心ときみの物語
「あのさ、これは〝エニシさま〟としてじゃなくて、普通の大人からの意見なんだけどさ」
俺は重い腰を上げて、ふたりに近づいた。
「依存なんて言葉を使うから重苦しくなるんじゃねーの?」
そんなの使うのは10年先でいいだろ。
16歳の高校生なんだから、もっとストレートで、もっと簡単な言葉がある。
「普通に大切な存在でいいじゃねーか。いなきゃ困る、いてくれなきゃ寂しいって、それでいいじゃん」
「………」
「お前らが願いを書かなきゃいけないのはここじゃない。縁結びのほうだろ」
縁を切るなんて一瞬だ。
相手との思い出の重さなんて関係なく。スパッと切れ味のいい包丁のように容易く縁切りはできてしまう。

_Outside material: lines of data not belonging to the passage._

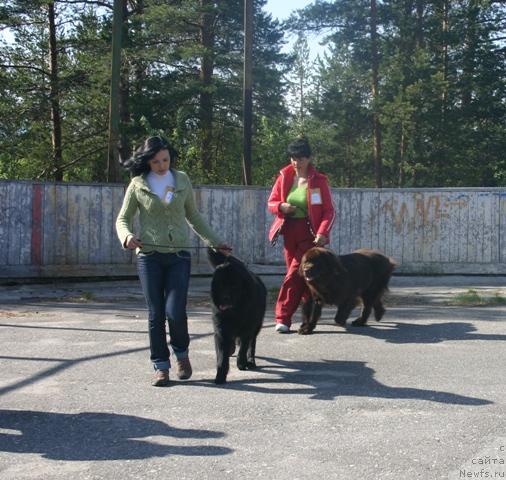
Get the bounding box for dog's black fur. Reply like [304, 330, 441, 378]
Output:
[299, 247, 395, 335]
[208, 249, 267, 384]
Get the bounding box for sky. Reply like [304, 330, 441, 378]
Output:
[264, 0, 325, 58]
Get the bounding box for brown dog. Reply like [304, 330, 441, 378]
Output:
[299, 247, 395, 335]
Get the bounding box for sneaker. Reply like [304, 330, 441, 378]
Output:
[151, 370, 169, 387]
[276, 323, 290, 333]
[176, 357, 193, 380]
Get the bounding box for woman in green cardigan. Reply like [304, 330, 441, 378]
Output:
[116, 137, 231, 387]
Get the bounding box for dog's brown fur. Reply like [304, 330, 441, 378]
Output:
[299, 247, 395, 335]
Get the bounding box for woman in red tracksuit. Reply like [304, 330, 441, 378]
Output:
[268, 139, 335, 333]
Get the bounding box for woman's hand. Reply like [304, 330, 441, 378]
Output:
[313, 233, 328, 247]
[279, 202, 297, 216]
[216, 243, 232, 257]
[125, 235, 142, 250]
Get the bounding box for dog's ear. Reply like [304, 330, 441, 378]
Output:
[207, 247, 227, 268]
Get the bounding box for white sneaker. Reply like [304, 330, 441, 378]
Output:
[276, 323, 290, 333]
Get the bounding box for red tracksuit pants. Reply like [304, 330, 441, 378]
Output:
[275, 218, 314, 327]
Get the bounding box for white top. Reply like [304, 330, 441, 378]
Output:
[146, 170, 176, 203]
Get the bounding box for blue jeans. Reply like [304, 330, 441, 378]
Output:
[137, 251, 191, 370]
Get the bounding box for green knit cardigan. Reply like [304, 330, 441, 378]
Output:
[116, 169, 222, 253]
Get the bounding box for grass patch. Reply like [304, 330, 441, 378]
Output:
[451, 289, 506, 305]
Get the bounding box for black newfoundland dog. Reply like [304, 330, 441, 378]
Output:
[208, 249, 267, 384]
[299, 247, 395, 335]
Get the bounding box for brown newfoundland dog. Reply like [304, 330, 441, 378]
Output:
[299, 247, 395, 335]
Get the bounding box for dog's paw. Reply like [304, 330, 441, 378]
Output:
[374, 307, 386, 322]
[297, 325, 313, 335]
[351, 317, 367, 327]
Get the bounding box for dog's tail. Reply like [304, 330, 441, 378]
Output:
[207, 247, 227, 268]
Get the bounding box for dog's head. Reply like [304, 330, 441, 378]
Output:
[211, 257, 250, 312]
[299, 247, 346, 283]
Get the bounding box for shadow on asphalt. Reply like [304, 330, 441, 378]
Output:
[0, 410, 233, 461]
[347, 322, 506, 344]
[188, 357, 493, 406]
[0, 347, 149, 396]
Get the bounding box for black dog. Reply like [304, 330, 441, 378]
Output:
[208, 249, 267, 384]
[299, 247, 395, 335]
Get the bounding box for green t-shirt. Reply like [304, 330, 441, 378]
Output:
[286, 185, 307, 218]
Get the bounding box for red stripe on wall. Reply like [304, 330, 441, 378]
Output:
[32, 184, 43, 265]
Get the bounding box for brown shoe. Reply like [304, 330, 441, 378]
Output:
[151, 370, 169, 387]
[176, 357, 193, 380]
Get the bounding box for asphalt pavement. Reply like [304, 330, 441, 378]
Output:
[0, 276, 506, 480]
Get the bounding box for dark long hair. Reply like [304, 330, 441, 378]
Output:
[286, 137, 311, 158]
[121, 136, 177, 177]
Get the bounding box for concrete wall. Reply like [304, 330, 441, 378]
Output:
[0, 181, 506, 279]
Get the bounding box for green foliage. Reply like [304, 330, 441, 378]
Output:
[0, 0, 506, 187]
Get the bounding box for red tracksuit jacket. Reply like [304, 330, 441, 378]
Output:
[268, 164, 335, 242]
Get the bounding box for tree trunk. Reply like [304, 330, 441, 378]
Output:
[47, 2, 63, 181]
[199, 0, 215, 172]
[462, 0, 480, 109]
[441, 0, 449, 116]
[371, 0, 383, 188]
[119, 0, 131, 163]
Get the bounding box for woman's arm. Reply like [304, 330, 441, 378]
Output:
[116, 183, 141, 248]
[316, 178, 336, 240]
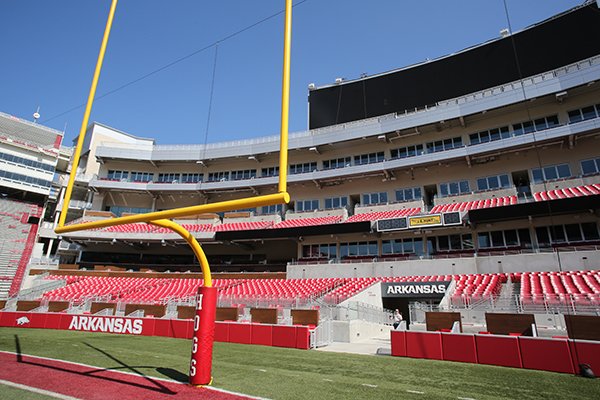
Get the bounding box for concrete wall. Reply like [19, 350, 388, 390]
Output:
[287, 250, 600, 279]
[340, 282, 383, 308]
[331, 320, 392, 343]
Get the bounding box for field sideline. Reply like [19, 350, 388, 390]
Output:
[0, 328, 600, 400]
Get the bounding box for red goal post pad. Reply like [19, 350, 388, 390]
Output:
[189, 286, 217, 385]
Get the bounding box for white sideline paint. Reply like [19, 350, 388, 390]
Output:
[0, 350, 269, 400]
[0, 379, 79, 400]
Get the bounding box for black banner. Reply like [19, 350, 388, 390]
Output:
[381, 281, 450, 298]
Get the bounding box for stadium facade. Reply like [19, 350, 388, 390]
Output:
[3, 2, 600, 326]
[35, 3, 600, 278]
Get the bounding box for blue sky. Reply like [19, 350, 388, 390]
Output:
[0, 0, 582, 144]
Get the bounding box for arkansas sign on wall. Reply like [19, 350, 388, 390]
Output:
[68, 315, 144, 335]
[381, 282, 450, 298]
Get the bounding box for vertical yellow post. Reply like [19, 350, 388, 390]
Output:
[58, 0, 118, 227]
[149, 219, 212, 287]
[279, 0, 292, 193]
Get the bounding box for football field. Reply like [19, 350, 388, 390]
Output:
[0, 328, 600, 400]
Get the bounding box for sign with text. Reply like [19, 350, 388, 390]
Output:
[67, 315, 144, 335]
[381, 281, 450, 298]
[408, 214, 442, 228]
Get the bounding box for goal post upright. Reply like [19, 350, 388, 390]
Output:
[54, 0, 292, 386]
[58, 0, 119, 227]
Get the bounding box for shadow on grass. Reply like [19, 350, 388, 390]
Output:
[15, 335, 177, 395]
[156, 368, 189, 383]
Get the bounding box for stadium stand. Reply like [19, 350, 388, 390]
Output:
[0, 199, 41, 298]
[0, 3, 600, 346]
[430, 196, 517, 214]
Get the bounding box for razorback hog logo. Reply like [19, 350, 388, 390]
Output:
[69, 315, 144, 335]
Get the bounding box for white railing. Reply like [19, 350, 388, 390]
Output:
[17, 279, 67, 300]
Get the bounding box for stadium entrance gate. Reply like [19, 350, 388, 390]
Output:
[381, 281, 450, 326]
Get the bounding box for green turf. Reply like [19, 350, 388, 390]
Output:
[0, 328, 600, 400]
[0, 384, 55, 400]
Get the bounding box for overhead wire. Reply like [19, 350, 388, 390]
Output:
[33, 0, 309, 133]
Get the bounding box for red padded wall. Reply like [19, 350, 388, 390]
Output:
[154, 319, 173, 337]
[569, 340, 600, 376]
[442, 333, 478, 364]
[252, 324, 273, 346]
[273, 325, 296, 348]
[475, 335, 523, 368]
[390, 331, 406, 357]
[406, 332, 444, 360]
[0, 311, 17, 327]
[519, 337, 575, 374]
[44, 314, 63, 329]
[296, 326, 310, 350]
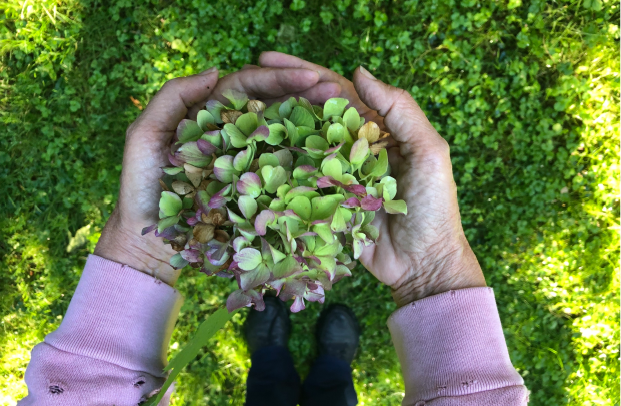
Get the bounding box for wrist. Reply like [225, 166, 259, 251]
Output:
[391, 237, 487, 307]
[93, 210, 180, 286]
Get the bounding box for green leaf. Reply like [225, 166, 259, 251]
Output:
[160, 191, 183, 217]
[289, 106, 315, 128]
[143, 308, 237, 406]
[343, 107, 360, 133]
[265, 123, 287, 145]
[349, 138, 369, 165]
[287, 196, 312, 220]
[237, 195, 258, 219]
[196, 110, 216, 132]
[323, 97, 349, 120]
[384, 200, 408, 214]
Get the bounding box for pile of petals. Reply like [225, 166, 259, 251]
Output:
[143, 91, 407, 312]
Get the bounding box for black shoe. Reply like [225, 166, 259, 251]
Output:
[317, 305, 360, 364]
[244, 297, 291, 354]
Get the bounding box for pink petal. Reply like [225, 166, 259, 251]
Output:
[341, 197, 360, 209]
[196, 139, 216, 156]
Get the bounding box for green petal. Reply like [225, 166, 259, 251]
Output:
[196, 110, 216, 132]
[222, 89, 248, 110]
[323, 97, 349, 119]
[235, 112, 259, 137]
[384, 200, 408, 214]
[237, 195, 257, 219]
[224, 123, 248, 148]
[343, 107, 360, 133]
[265, 123, 287, 145]
[160, 191, 183, 217]
[327, 123, 345, 144]
[287, 196, 312, 220]
[289, 106, 315, 128]
[263, 102, 282, 120]
[259, 152, 280, 168]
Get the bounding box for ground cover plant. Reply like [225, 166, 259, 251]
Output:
[0, 0, 621, 405]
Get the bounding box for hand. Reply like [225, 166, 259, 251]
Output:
[94, 67, 341, 286]
[259, 52, 486, 306]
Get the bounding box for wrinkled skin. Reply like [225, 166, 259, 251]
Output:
[95, 52, 485, 306]
[95, 68, 341, 286]
[259, 52, 485, 306]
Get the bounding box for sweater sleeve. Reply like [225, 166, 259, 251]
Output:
[18, 255, 183, 406]
[388, 288, 528, 406]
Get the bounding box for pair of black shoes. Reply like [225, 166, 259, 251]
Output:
[244, 297, 360, 364]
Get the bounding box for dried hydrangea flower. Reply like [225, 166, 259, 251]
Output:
[143, 90, 407, 312]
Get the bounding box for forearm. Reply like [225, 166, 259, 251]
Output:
[20, 255, 182, 406]
[388, 288, 528, 406]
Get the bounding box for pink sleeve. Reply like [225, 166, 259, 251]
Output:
[388, 288, 528, 406]
[18, 255, 183, 406]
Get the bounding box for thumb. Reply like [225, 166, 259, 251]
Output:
[135, 67, 218, 133]
[353, 66, 446, 155]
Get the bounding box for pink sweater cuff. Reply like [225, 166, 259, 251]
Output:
[45, 255, 183, 376]
[388, 288, 525, 405]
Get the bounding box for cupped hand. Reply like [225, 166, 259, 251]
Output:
[259, 52, 485, 306]
[94, 68, 341, 286]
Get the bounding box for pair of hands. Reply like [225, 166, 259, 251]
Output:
[95, 52, 485, 306]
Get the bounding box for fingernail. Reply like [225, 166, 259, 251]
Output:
[360, 66, 377, 80]
[199, 66, 218, 75]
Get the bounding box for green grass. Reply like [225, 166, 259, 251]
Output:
[0, 0, 621, 406]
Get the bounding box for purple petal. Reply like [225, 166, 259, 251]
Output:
[237, 172, 261, 197]
[194, 190, 211, 214]
[155, 226, 179, 240]
[186, 217, 198, 227]
[254, 210, 276, 235]
[180, 249, 203, 263]
[290, 296, 306, 313]
[343, 185, 367, 197]
[287, 147, 306, 155]
[168, 153, 183, 167]
[142, 223, 157, 235]
[341, 197, 360, 209]
[360, 195, 384, 211]
[196, 139, 216, 156]
[226, 289, 252, 313]
[207, 185, 231, 209]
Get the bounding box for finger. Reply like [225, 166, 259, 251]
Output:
[387, 147, 403, 178]
[262, 82, 341, 106]
[214, 68, 319, 103]
[354, 67, 446, 153]
[259, 51, 379, 119]
[132, 68, 218, 133]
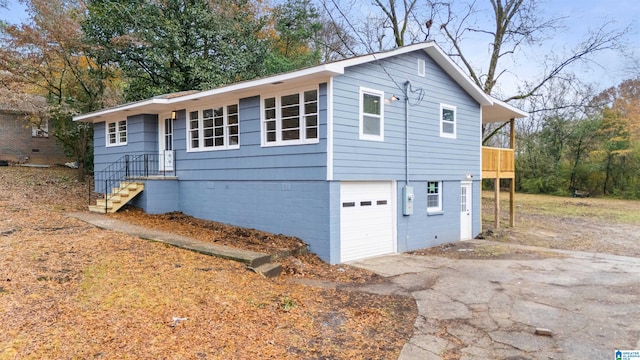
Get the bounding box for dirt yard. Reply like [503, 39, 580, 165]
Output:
[414, 192, 640, 259]
[0, 167, 416, 360]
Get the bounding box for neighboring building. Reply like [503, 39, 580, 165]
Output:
[75, 42, 526, 263]
[0, 98, 71, 165]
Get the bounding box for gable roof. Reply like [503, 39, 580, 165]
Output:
[73, 41, 528, 122]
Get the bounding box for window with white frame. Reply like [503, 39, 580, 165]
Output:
[31, 119, 49, 137]
[262, 89, 318, 146]
[107, 120, 127, 146]
[427, 181, 442, 212]
[360, 88, 384, 141]
[187, 104, 240, 151]
[440, 104, 456, 139]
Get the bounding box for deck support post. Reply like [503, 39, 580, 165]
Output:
[509, 119, 516, 227]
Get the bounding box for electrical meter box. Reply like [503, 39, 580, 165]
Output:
[402, 185, 414, 215]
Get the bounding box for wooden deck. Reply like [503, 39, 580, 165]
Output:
[482, 146, 515, 179]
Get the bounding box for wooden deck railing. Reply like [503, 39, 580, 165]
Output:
[482, 146, 515, 179]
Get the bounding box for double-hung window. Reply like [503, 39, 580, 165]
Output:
[31, 119, 49, 137]
[440, 104, 456, 139]
[107, 120, 127, 146]
[360, 88, 384, 141]
[188, 104, 240, 151]
[427, 181, 442, 213]
[262, 89, 318, 146]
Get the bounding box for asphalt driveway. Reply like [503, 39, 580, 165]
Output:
[350, 240, 640, 360]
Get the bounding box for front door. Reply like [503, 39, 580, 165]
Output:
[158, 116, 173, 171]
[460, 183, 473, 240]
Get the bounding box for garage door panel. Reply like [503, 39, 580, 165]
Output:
[340, 182, 395, 261]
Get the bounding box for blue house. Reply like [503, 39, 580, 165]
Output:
[74, 42, 526, 263]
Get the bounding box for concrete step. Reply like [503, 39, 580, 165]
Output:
[249, 263, 282, 278]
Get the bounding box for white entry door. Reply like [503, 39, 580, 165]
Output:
[158, 115, 173, 171]
[460, 182, 473, 240]
[340, 181, 396, 262]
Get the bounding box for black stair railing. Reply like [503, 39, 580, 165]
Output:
[89, 153, 173, 212]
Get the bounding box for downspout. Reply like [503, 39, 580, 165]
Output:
[404, 80, 411, 185]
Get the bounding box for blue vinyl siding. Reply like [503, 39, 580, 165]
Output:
[174, 84, 327, 181]
[397, 181, 480, 252]
[333, 51, 481, 180]
[132, 178, 180, 214]
[94, 50, 490, 263]
[93, 114, 158, 192]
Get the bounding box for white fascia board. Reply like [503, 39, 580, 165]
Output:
[482, 99, 529, 124]
[493, 98, 529, 119]
[172, 63, 344, 103]
[73, 62, 344, 122]
[73, 98, 170, 122]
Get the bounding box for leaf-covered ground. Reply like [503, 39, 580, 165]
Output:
[0, 167, 416, 360]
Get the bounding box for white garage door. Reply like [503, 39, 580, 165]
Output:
[340, 182, 395, 262]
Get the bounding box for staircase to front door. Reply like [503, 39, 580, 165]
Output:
[89, 154, 172, 214]
[89, 181, 144, 214]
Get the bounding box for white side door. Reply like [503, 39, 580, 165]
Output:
[460, 182, 473, 240]
[158, 114, 174, 171]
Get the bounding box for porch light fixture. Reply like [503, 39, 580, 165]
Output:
[384, 95, 400, 105]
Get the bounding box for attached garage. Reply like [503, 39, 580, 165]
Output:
[340, 181, 396, 262]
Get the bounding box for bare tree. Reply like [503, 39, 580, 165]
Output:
[324, 0, 629, 140]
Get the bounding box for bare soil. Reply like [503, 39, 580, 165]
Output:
[0, 167, 417, 360]
[414, 192, 640, 260]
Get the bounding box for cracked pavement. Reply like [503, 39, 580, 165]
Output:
[349, 240, 640, 360]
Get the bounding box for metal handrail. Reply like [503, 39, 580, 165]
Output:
[89, 153, 174, 212]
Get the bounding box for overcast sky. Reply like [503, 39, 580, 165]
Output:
[0, 0, 640, 93]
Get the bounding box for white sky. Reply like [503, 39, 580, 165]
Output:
[0, 0, 640, 94]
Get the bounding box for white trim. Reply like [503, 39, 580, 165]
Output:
[104, 119, 129, 147]
[418, 59, 427, 77]
[440, 103, 458, 139]
[425, 180, 443, 214]
[358, 86, 384, 141]
[185, 101, 240, 152]
[318, 78, 333, 181]
[459, 181, 474, 241]
[391, 180, 398, 254]
[73, 41, 500, 122]
[260, 85, 320, 147]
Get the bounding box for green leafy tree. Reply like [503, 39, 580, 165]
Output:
[266, 0, 323, 74]
[0, 0, 120, 179]
[83, 0, 268, 100]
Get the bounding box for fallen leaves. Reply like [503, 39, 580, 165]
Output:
[0, 167, 416, 359]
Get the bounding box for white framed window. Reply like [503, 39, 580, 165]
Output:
[440, 104, 457, 139]
[187, 104, 240, 151]
[360, 88, 384, 141]
[31, 119, 49, 137]
[427, 181, 442, 213]
[106, 120, 127, 146]
[262, 88, 319, 146]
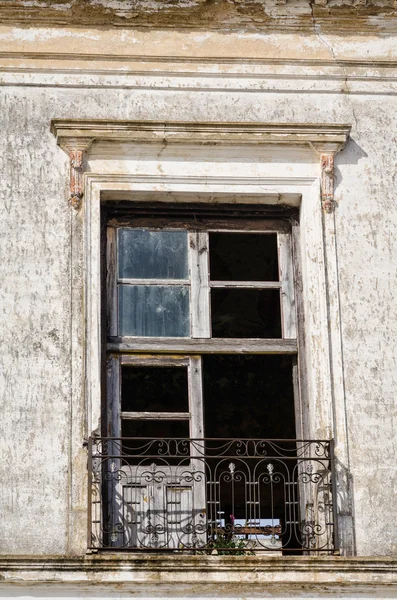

だから何年もかけて結んできたこいつらの縁を切ってやるなんて、後味が悪くてやってられねーってこと。
「もうほどけないように固く結んでくるんだな。言っておくけどあっちのご利益は本物だ。一度結んだ縁はなにがあっても切れない」
俺の言葉にふたりが顔を見合わせる。
「だから安心して参拝してこい」
こいつらのことは結びの神様に任せておけばいい。
俺は寝る。だからもうこいつらとは関係ない。